I have found a new love. I've always loved What I have now found is the 1980's Alternative Channel. (Like PRE-Nirvana and the prepackaged processed shit that followed.) I am in heaven. I mean, they play the Psychedelic Furs. I forgot how much I loved them. Yay for happiness. I mean, I like the post-Nirvana stuff ok, but I love the earlier stuff. It's like Ten Thinigs I Hate About You:
Bianca: "There's a difference between "like" and "love". I mean, I like my Sketchers, but I love my Prada backpack."
Chasity: "But I love my Sketchers."
Bianca: "That's because you don't have a Prada backpack."

* * * * *

Hmm...a few of my accepting friends know I am disturbingly obsessed with this guy. He is hysterical. Maybe not someone you'd want to REALLY really know in any reality based world, but hyterical. Really makes my day reading his stuff. I mean, the guy is hysterical. Anyway, the other day he mentions in passing that he's on Friendster, so I go to check out his whatchamacallit. Then I check out the connection details.

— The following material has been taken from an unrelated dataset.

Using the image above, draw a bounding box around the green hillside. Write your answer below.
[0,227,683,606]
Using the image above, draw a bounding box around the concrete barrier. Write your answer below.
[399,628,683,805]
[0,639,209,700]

Six degrees. I so love Kevin Bacon. Without him, the game has no appeal...

* * * * *

Ok, and REM tickets presale went on sale at 12 today. I had an 11:30 interview - no problem, it's half an hour. EXCEPT it ran over, and I didn't even GET him until two minutes to noon. Which sucks. Because at 12:40 when it finished (and I thought it went well; he was a likable sort and interested in Employment Law. If I had any say in life, which, let's be honest, I don't, I would give him an offer. But I TOLD him I had no say.) Anyway, I am slightly bitter about the whole REM experience b/c I choose the time based on that - I knew that I wouldn't forget to buy the tickets if it coincided with the interview ending. Grr... Seriously - that pisses me off. Schedules people, stick to them please!! This is a National Day of Mourning.